Вдруг, снова заглядевшись на себя в окно, как-то очень ловко и противно задергался, изображая некую куклу на пружинах.
– Здоровски я брейк танцую? – и снова застыл, вперившись в темноту: Папа, а ты боишься бесконечности? Летишь, летишь, летишь тысячи, миллионы световых лет – а конца все нет... Брр! – содрогнулся он. – Просто крыша едет! А Ада совсем не боится бесконечности...
– Для Набыковых вселенной за пределами их семейства не существует.
– Папа, а... а... а как... нет, не мне, а как другим доказать, что Толстой лучше Корягина?..
– Никак, – увы, Сабуров не мог хотя бы самую малость не рисоваться своей мудростью. – Для тех, кто любит Толстого, лучше Толстой, для тех, кто любит Корягина, лучше Корягин. Дискуссии "О культуре подлинной и мнимой, или Чья мама лучше всех" оставь для "Литературной газеты".
– Тогда... – Шурка напряженно задумался. – Тогда про все можно сказать: ему нравится это, а мне то – и хана. Это еще пострашней бесконечности – нет ничего настоящего...
– Нет несомненного для всех и навсегда.
– Просто застрелиться хочется! Обязательно расскажу Бобовскому! Получается, и элиты вообще нет?..
– Есть. Но только с tt же точки зрения.
– А я хочу, чтобы она была настоящая, окончательная!.. Ну зачем ты мне это объяснил?! Как я теперь жить буду?!
– Скажи, я тебе кажусь уродом?
– Почему?.. Ты красивый.
– Но ведь где-нибудь в Китае или в Африке я бы считался безобразным? Но тебе же это не мешает?
– Да... – Шурка чуточку повеселел, прислушиваясь к себе, стоит ли так быстро утешаться, и вдруг положил руку на сердце: "Опять мотор барахлит".
Это было настолько ни с того ни с сего, что Сабуров почувствовал скорее недоумение, чем тревогу: "Почему опять?"
– Вчера в саду тоже чуть мотор не вылетел, – он уже задыхался. – В ушах отдается, – с неудовольствием сообщил он Сабурову.
Сабуров, словно бы желая своим непризнанием сделать событие несуществующим, отправился искать какого-нибудь снадобья у женщин, стараясь испытывать не тревогу, а досаду.
Сослуживцы и особенно их жены бросились помогать ему наперебой. "Возрастное", "перерастет", – с упоением утешали они Сабурова, наконец-то обратившегося к ним за помощью (Шурка проявлял гораздо больше любопытства, чем страха). Минут через двадцать сердцебиение унялось, и Шурка немедленно принялся уговаривать Сабурова завтра же пойти на Утюг – так они прозвали нагой скальный выступ, глядевший им в окно.
– Ты всегда просишь в самое неподходящее время.
– Значит, я бесхитростный человек. Прямой.

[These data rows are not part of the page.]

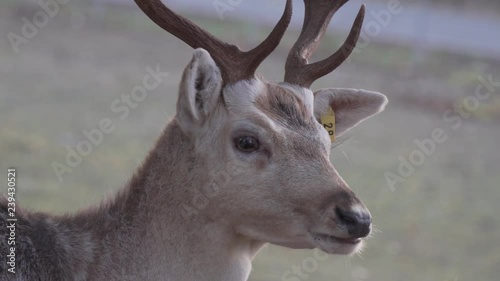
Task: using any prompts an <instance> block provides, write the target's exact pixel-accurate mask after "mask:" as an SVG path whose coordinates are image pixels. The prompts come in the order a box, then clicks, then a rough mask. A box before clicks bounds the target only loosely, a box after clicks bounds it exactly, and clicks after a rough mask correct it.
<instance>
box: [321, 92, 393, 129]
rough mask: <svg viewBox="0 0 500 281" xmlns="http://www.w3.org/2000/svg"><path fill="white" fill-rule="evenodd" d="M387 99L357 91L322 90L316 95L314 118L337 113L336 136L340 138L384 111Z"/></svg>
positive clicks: (365, 92) (336, 120) (336, 122)
mask: <svg viewBox="0 0 500 281" xmlns="http://www.w3.org/2000/svg"><path fill="white" fill-rule="evenodd" d="M386 104H387V97H386V96H384V95H382V94H380V93H377V92H370V91H365V90H357V89H322V90H319V91H317V92H315V93H314V116H315V117H316V119H318V120H319V118H320V116H321V115H324V114H326V113H327V112H328V110H329V107H330V108H332V109H333V112H334V113H335V127H336V135H337V136H340V135H341V134H343V133H345V132H346V131H348V130H349V129H351V128H352V127H354V126H356V125H357V124H359V123H360V122H361V121H363V120H365V119H367V118H369V117H371V116H372V115H375V114H377V113H379V112H381V111H383V110H384V107H385V105H386Z"/></svg>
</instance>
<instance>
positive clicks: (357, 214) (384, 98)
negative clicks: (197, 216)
mask: <svg viewBox="0 0 500 281" xmlns="http://www.w3.org/2000/svg"><path fill="white" fill-rule="evenodd" d="M135 1H136V2H137V4H138V5H139V7H140V8H141V9H142V10H143V11H144V12H145V13H146V14H147V15H148V16H149V17H150V18H151V19H152V20H153V21H154V22H155V23H156V24H158V25H159V26H160V27H162V28H163V29H165V30H166V31H168V32H169V33H171V34H173V35H175V36H176V37H178V38H179V39H181V40H183V41H184V42H185V43H187V44H188V45H190V46H191V47H193V48H195V49H196V50H195V51H194V55H193V58H192V60H191V62H190V63H189V64H188V66H187V67H186V69H185V71H184V75H183V78H182V81H181V84H180V90H179V97H178V103H177V114H176V116H175V119H174V121H173V122H175V123H177V124H178V127H179V128H180V131H181V132H182V134H184V135H185V136H186V138H187V139H188V140H189V143H190V145H191V147H192V151H191V152H190V153H192V157H193V159H196V160H195V161H196V162H197V163H204V165H197V166H195V167H196V168H194V169H193V170H192V172H191V173H192V174H193V176H199V177H200V178H207V177H208V175H210V174H213V173H217V172H222V171H225V170H227V168H228V167H238V173H236V174H234V175H232V176H230V177H229V178H228V179H227V182H226V184H224V185H223V186H220V190H219V191H218V193H217V196H215V197H214V198H211V201H210V206H212V207H210V209H209V210H207V211H206V212H203V214H200V215H202V216H207V217H210V219H211V220H217V221H219V222H221V223H223V224H226V225H229V226H230V227H231V228H232V229H233V230H234V232H235V233H237V234H238V235H241V236H243V237H246V238H248V239H251V240H255V241H262V242H270V243H274V244H278V245H283V246H288V247H294V248H316V247H317V248H320V249H321V250H323V251H325V252H328V253H336V254H350V253H353V252H356V251H357V250H358V249H359V248H360V247H361V244H362V240H363V238H364V237H366V236H367V235H368V234H369V233H370V230H371V216H370V213H369V211H368V210H367V209H366V207H365V206H364V205H363V203H362V202H361V201H360V200H359V199H358V198H357V197H356V195H355V194H354V193H353V191H351V189H350V188H349V186H348V185H347V184H346V182H345V181H344V180H343V179H342V178H341V177H340V175H339V174H338V173H337V171H336V170H335V168H334V166H333V165H332V163H331V162H330V159H329V157H330V150H331V149H332V142H331V139H330V136H329V133H328V132H327V131H326V130H325V128H324V127H323V125H322V124H321V123H320V118H321V116H323V115H325V114H328V112H331V111H333V112H334V114H335V124H334V125H335V127H336V135H337V136H341V135H342V134H344V133H345V132H346V131H348V130H349V129H350V128H352V127H354V126H355V125H357V124H358V123H360V122H361V121H363V120H365V119H367V118H369V117H370V116H372V115H374V114H376V113H378V112H380V111H382V110H383V108H384V106H385V105H386V103H387V99H386V97H385V96H384V95H382V94H380V93H376V92H370V91H365V90H358V89H336V88H328V89H322V90H318V91H316V92H313V91H311V90H310V86H311V85H312V83H313V82H314V81H315V80H316V79H318V78H320V77H322V76H324V75H326V74H328V73H330V72H331V71H333V70H334V69H335V68H336V67H338V66H339V65H340V64H341V63H342V62H343V61H344V60H345V59H346V58H347V57H348V55H349V54H350V53H351V52H352V50H353V49H354V47H355V44H356V41H357V39H358V37H359V33H360V29H361V25H362V21H363V17H364V11H365V10H364V6H362V7H361V9H360V11H359V13H358V15H357V17H356V20H355V22H354V26H353V28H352V30H351V32H350V34H349V36H348V38H347V40H346V42H345V43H344V44H343V45H342V47H341V48H340V50H338V51H337V52H336V53H335V54H333V55H332V56H330V57H328V58H326V59H325V60H322V61H319V62H315V63H308V59H309V58H310V57H311V55H312V54H313V53H314V51H315V49H316V48H317V46H318V44H319V42H320V40H321V38H322V37H323V35H324V33H325V31H326V29H327V27H328V25H329V23H330V20H331V18H332V16H333V14H334V13H335V12H336V11H337V10H338V9H339V8H340V7H341V6H342V5H343V4H345V3H346V2H347V0H340V1H331V0H304V2H305V8H306V9H305V11H306V14H305V20H304V25H303V29H302V32H301V34H300V36H299V38H298V40H297V42H296V43H295V45H294V46H293V48H292V50H291V51H290V54H289V56H288V59H287V61H286V65H285V78H284V82H281V83H274V82H267V81H264V80H263V79H262V78H259V77H258V76H257V75H256V74H255V73H256V69H257V68H258V66H259V64H260V63H261V62H262V61H263V60H264V59H265V58H266V57H267V56H268V55H269V54H270V53H271V52H272V51H273V50H274V49H275V48H276V47H277V45H278V44H279V42H280V40H281V38H282V36H283V34H284V32H285V30H286V28H287V26H288V23H289V22H290V18H291V13H292V1H291V0H288V1H287V3H286V8H285V11H284V13H283V16H282V17H281V19H280V20H279V22H278V24H277V25H276V27H275V28H274V29H273V31H272V32H271V34H270V35H269V36H268V37H267V38H266V39H265V40H264V41H263V42H262V43H261V44H260V45H259V46H257V47H256V48H255V49H253V50H250V51H247V52H244V51H241V50H240V49H239V48H238V47H237V46H235V45H230V44H228V43H225V42H222V41H221V40H219V39H217V38H215V37H214V36H212V35H211V34H210V33H208V32H207V31H205V30H203V29H202V28H200V27H198V26H196V25H195V24H194V23H192V22H191V21H189V20H188V19H186V18H184V17H182V16H180V15H178V14H176V13H174V12H173V11H172V10H170V9H169V8H167V7H166V6H165V5H164V4H163V3H162V2H161V1H160V0H135ZM159 145H160V146H161V145H162V144H161V143H160V144H159Z"/></svg>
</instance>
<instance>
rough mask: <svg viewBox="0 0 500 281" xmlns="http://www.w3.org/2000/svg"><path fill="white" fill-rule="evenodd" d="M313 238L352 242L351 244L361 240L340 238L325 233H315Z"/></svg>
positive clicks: (345, 243) (349, 243) (317, 239)
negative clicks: (319, 233)
mask: <svg viewBox="0 0 500 281" xmlns="http://www.w3.org/2000/svg"><path fill="white" fill-rule="evenodd" d="M315 240H332V241H334V242H337V243H341V244H353V245H356V244H359V243H361V241H362V239H361V238H341V237H337V236H333V235H327V234H315Z"/></svg>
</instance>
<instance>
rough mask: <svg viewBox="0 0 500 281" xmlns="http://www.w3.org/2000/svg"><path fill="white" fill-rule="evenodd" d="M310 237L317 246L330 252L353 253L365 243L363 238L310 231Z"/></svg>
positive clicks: (342, 254) (345, 253)
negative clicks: (311, 232) (339, 236)
mask: <svg viewBox="0 0 500 281" xmlns="http://www.w3.org/2000/svg"><path fill="white" fill-rule="evenodd" d="M310 238H311V240H312V242H313V243H314V245H316V247H317V248H319V249H320V250H322V251H324V252H327V253H329V254H340V255H349V254H353V253H356V252H358V251H359V250H360V249H361V248H362V245H363V239H361V238H345V237H338V236H335V235H329V234H322V233H310Z"/></svg>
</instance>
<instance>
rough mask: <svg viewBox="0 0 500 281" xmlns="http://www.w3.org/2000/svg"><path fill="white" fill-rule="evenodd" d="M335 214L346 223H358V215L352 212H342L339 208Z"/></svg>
mask: <svg viewBox="0 0 500 281" xmlns="http://www.w3.org/2000/svg"><path fill="white" fill-rule="evenodd" d="M335 214H336V215H337V217H338V218H339V220H341V221H342V222H344V223H348V224H353V223H358V214H357V213H355V212H352V211H346V210H342V209H341V208H339V207H336V208H335Z"/></svg>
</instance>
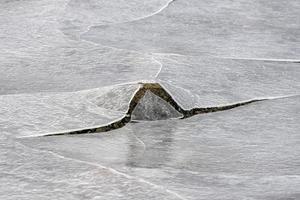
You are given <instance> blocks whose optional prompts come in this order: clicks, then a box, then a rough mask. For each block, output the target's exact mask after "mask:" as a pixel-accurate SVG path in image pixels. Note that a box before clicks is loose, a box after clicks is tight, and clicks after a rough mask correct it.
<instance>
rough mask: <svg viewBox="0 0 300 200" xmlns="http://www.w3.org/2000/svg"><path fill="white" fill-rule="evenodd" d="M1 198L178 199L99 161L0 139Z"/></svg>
mask: <svg viewBox="0 0 300 200" xmlns="http://www.w3.org/2000/svg"><path fill="white" fill-rule="evenodd" d="M2 133H3V132H2ZM86 149H88V147H87V148H86ZM0 198H1V199H5V200H16V199H31V200H40V199H43V200H53V199H59V200H75V199H76V200H81V199H94V200H128V199H132V200H135V199H136V200H138V199H151V200H160V199H162V198H163V199H166V200H177V198H176V196H174V195H173V194H170V193H168V192H166V191H165V190H164V189H160V188H156V187H155V186H154V185H151V184H150V183H147V182H144V181H143V180H141V179H138V178H135V177H131V176H128V175H127V174H123V173H120V172H118V171H116V170H114V169H112V168H109V167H106V166H103V165H101V164H94V163H89V162H83V161H81V160H76V159H72V158H68V157H64V156H61V155H59V154H56V153H52V152H50V151H47V150H45V151H44V150H40V149H35V147H33V148H31V147H27V146H24V145H22V144H20V143H19V142H17V141H14V140H11V139H5V140H2V138H1V139H0Z"/></svg>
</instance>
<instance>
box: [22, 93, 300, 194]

Обыденность перебранки только помогла Сабурову внутренне остаться как бы уверенным, что случившееся было чистым недоразумением. Он, пожалуй, еще и задремал бы под монотонный шум дождя, но дождь обрушился с такой ненашенской силой, что возбуждал прямо-таки настороженность. Когда Сабуров, по нужде, только еще высунул голову, с десяток капель разом хватили его по голове, будто кулаком, и ему пришлось, воровато оглянувшись, воспользоваться открытой дверью, чтобы слить свое жалкое "я" с величественным "Мы" субтропического ливня. Тут и мухи были нечеловеческого размера – от их ударов дребезжали стекла.